Errors in Database Systems Still Must Consider Network Partitions

Prof. Michael Stonebraker wrote a paper, published in the April 2010 issue of CACM, entitled “Errors in Database Systems: Eventual Consistency and the CAP Theorem”. As I see it, the overall point of the paper is that the kinds of failures that cause partition-tolerance problems are rare, and not too significant compared to the other ways that a DBMS can fail. Therefore, people are worrying too much about the CAP issue, specifically network partitions.

The paper enumerates eight causes of DBMS failure as seen by an application, such as software errors in the DBMS itself, operating system errors, and so on. Number six in his list is “a network partition in a local cluster”, and number eight is “a network failure in the WAN connecting clusters together; the WAN failed and clusters can no longer all communicate with each other”. (The usual reason one would have multiple clusters connected by a WAN is for “disaster recovery”, i.e. dealing with a problem that causes an entire cluster to fail, such as power loss over all hardware on which the cluster depends.)
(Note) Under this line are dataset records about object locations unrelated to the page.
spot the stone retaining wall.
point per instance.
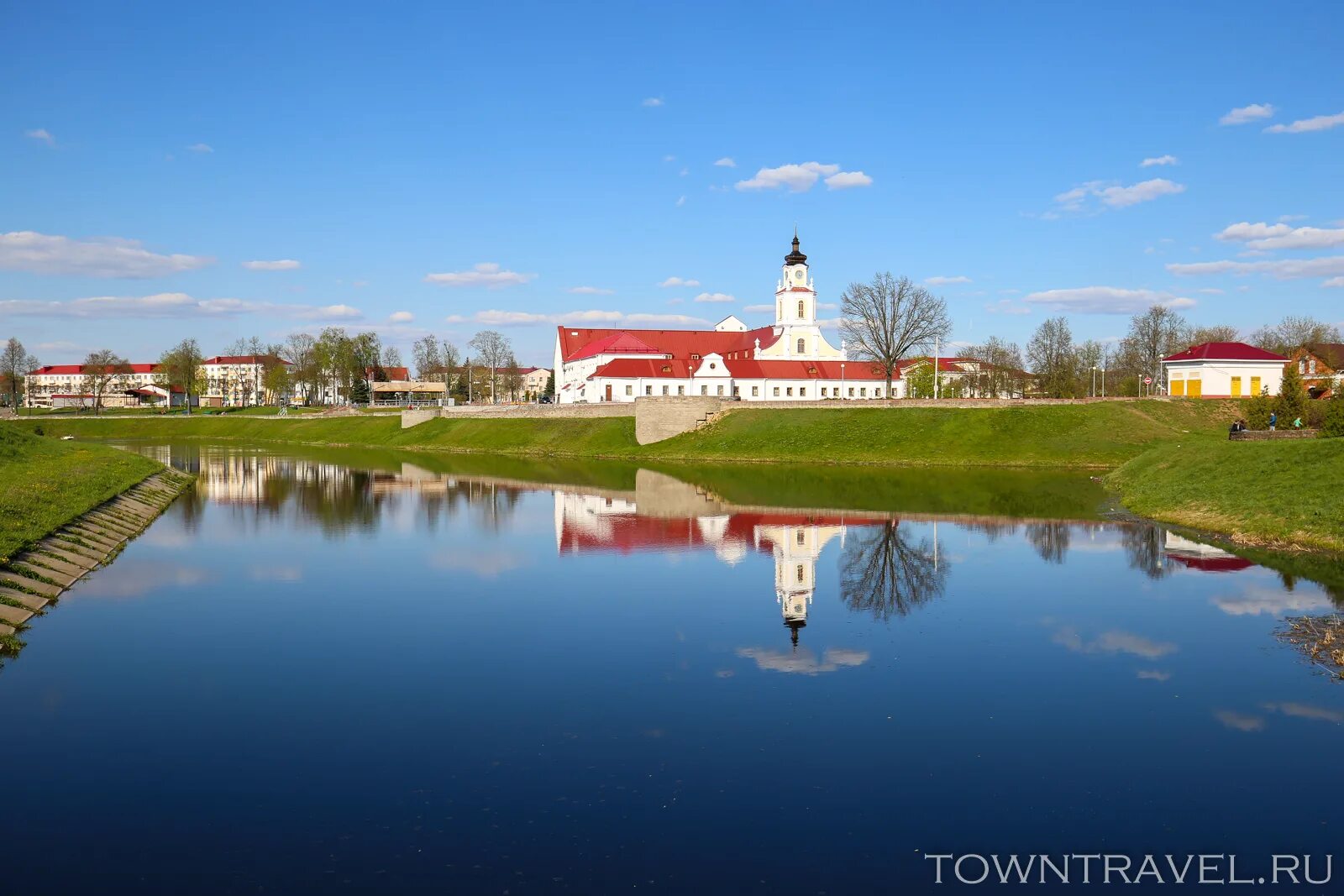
(1265, 436)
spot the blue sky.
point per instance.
(528, 150)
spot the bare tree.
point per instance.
(1155, 335)
(885, 320)
(1053, 358)
(1216, 333)
(886, 574)
(492, 349)
(15, 364)
(179, 369)
(102, 371)
(299, 352)
(1294, 332)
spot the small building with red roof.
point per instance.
(1223, 369)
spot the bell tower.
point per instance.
(796, 296)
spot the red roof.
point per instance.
(245, 359)
(1225, 352)
(785, 369)
(57, 369)
(577, 343)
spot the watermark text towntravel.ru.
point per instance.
(1119, 868)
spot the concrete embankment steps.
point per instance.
(37, 577)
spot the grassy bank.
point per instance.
(1075, 436)
(45, 483)
(1268, 493)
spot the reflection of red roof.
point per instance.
(806, 369)
(629, 532)
(246, 359)
(577, 343)
(1225, 352)
(632, 367)
(57, 369)
(1211, 564)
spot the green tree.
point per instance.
(179, 369)
(1292, 396)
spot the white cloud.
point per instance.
(1116, 195)
(1247, 114)
(102, 257)
(847, 179)
(803, 177)
(589, 317)
(1268, 237)
(171, 305)
(1115, 641)
(804, 661)
(1307, 125)
(1105, 300)
(484, 275)
(284, 264)
(1007, 307)
(1284, 269)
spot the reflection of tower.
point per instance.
(796, 550)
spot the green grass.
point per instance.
(45, 483)
(1079, 437)
(1267, 493)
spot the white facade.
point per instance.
(1189, 375)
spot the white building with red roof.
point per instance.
(1223, 369)
(786, 360)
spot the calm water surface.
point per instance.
(374, 673)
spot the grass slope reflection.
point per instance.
(343, 669)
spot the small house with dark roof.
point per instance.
(1321, 367)
(1223, 369)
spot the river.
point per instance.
(331, 671)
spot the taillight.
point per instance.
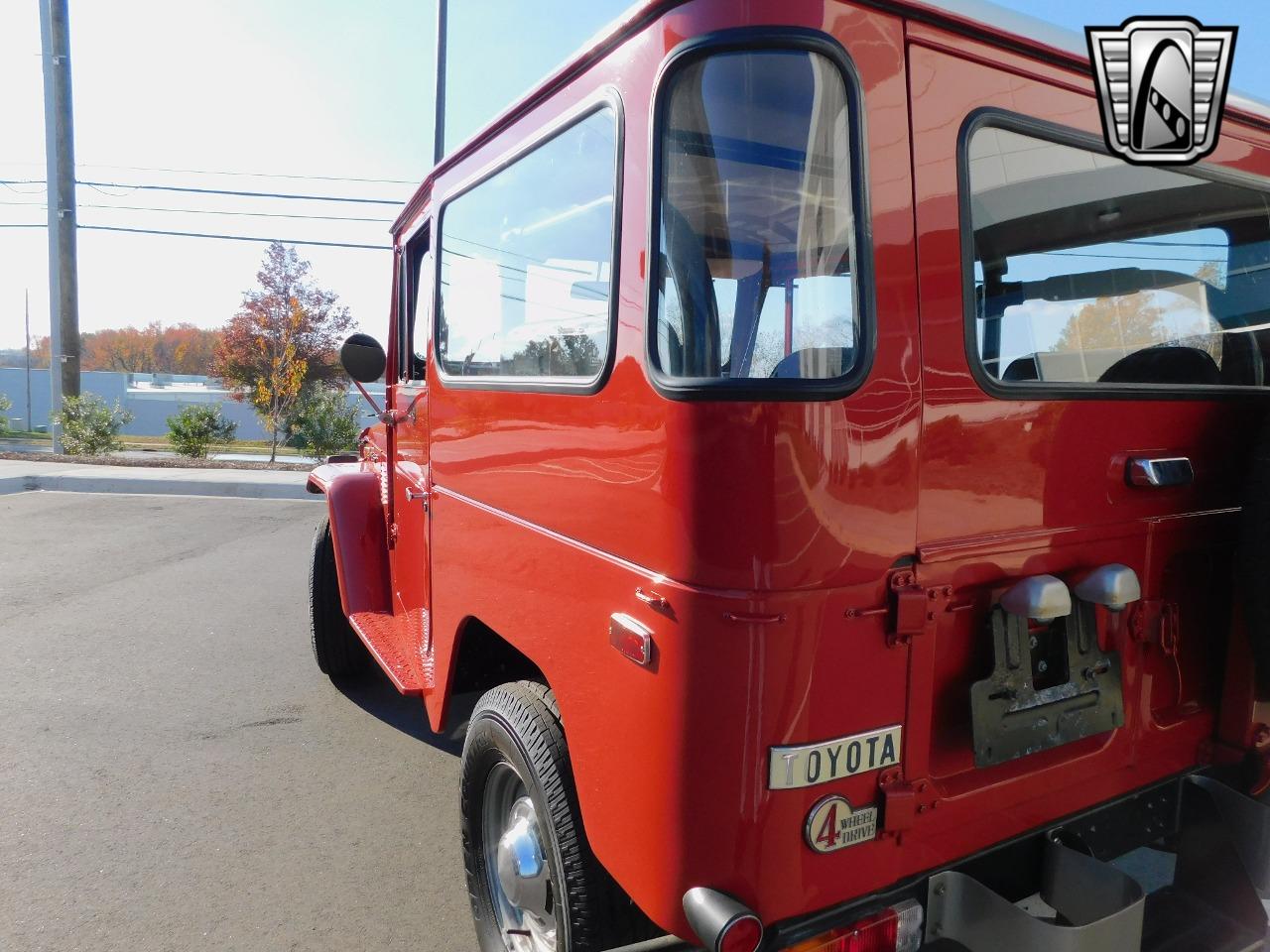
(742, 934)
(894, 929)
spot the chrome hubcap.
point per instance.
(520, 883)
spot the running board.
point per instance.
(1213, 905)
(381, 634)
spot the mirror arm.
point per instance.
(376, 408)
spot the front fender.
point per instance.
(358, 534)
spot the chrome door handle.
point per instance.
(1160, 471)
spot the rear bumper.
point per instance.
(1182, 866)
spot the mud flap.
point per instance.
(1213, 904)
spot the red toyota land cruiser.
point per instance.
(830, 466)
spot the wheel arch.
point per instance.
(358, 535)
(480, 657)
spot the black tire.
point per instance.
(336, 649)
(518, 724)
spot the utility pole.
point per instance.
(439, 128)
(31, 425)
(60, 178)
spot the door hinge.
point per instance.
(910, 610)
(903, 801)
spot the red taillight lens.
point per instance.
(894, 929)
(742, 934)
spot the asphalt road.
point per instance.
(175, 771)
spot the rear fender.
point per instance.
(358, 535)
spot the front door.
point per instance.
(411, 475)
(1083, 321)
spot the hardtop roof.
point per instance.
(980, 18)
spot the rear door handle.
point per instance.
(1159, 471)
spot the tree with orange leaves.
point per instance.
(286, 333)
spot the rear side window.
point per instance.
(1091, 272)
(756, 278)
(526, 263)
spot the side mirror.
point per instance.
(362, 358)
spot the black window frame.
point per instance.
(610, 99)
(411, 257)
(746, 40)
(1010, 121)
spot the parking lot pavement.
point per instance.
(175, 771)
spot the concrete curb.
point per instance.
(241, 484)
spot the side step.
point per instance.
(384, 636)
(1213, 904)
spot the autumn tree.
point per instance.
(286, 333)
(178, 348)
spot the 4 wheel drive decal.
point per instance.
(832, 825)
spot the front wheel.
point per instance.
(534, 883)
(336, 649)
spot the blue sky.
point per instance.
(296, 87)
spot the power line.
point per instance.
(207, 211)
(235, 175)
(208, 235)
(190, 189)
(253, 175)
(231, 238)
(99, 185)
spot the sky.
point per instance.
(303, 96)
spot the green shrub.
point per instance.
(197, 428)
(89, 425)
(324, 422)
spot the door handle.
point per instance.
(1159, 471)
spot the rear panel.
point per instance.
(1024, 465)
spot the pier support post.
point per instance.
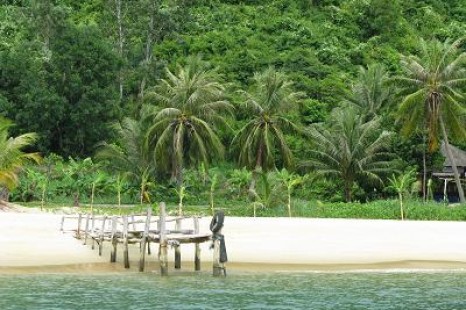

Number six is the crucial issue in the paper, as far as the CAP issue goes. He has two answers:

  1. In my experience, this is exceedingly rare, especially if one replicates the LAN (as Tandem did).
  2. The overwhelming majority [of local failures] cause a single node to fail, which is a degenerate case of a network partition that is easily survived by lots of algorithms.

About #1, I have spent some time talking to the operations architects at ITA Software, which has run high-availability servers for many years now, and heard about their experience. It depends on what you mean by a “LAN”. If you mean a few computers connected together by an Ethernet, with redundant hardware all around, then the chance of a failure of the network itself is relatively low. However, real-world data centers with a relatively large number of servers rarely work this way. The problem is that a real network is very complicated. It depends on switches at both level 3 (routers) and level 2 (hubs). Situations can arise in which pieces of the network are mis-configured by accident; these can be hard to find due, ironically, the very redundancy that was added to avoid failures. In particular, there is no way to make any kind of guarantee about the latency within the network, nor the likelihood that a packet will make it from its source to its destination.

About #2, it would have been helpful if there were citations in the paper. It is hard to reply to such a claim without specifics. One of the techniques to deal with one server being down involved “quorums”, but they can introduce problems with high-availability.

But, more importantly, consider some of the failure modes that Amazon’s “Dynamo” highly-available key-value store is built to deal with. Suppose we have a key-value pair that resides on two servers, for high availability. Call them A1 and A2. An application changes the value of the pair, but does so at a time with A1 is down or unreachable. So the update is made to replica A2. Later, a second application reads the value associated with the key, but this time server A1 is down or unreachable, and server A2 is available. The second application might not see the new value written by the first application. I don’t know any of “lots of algorithms” that deals with this sort of scenario while providing complete consistency/correctness.

The conclusion of the paper is: “In summary, one should not throw out the C so quickly, since there are real error scenarios where CAP does not apply and it seems like a bad tradeoff in many of the other situations.” But since network-partition failures really can happen, it’s not clear that one can simply decide not to throw out the consistency/correctness criterion.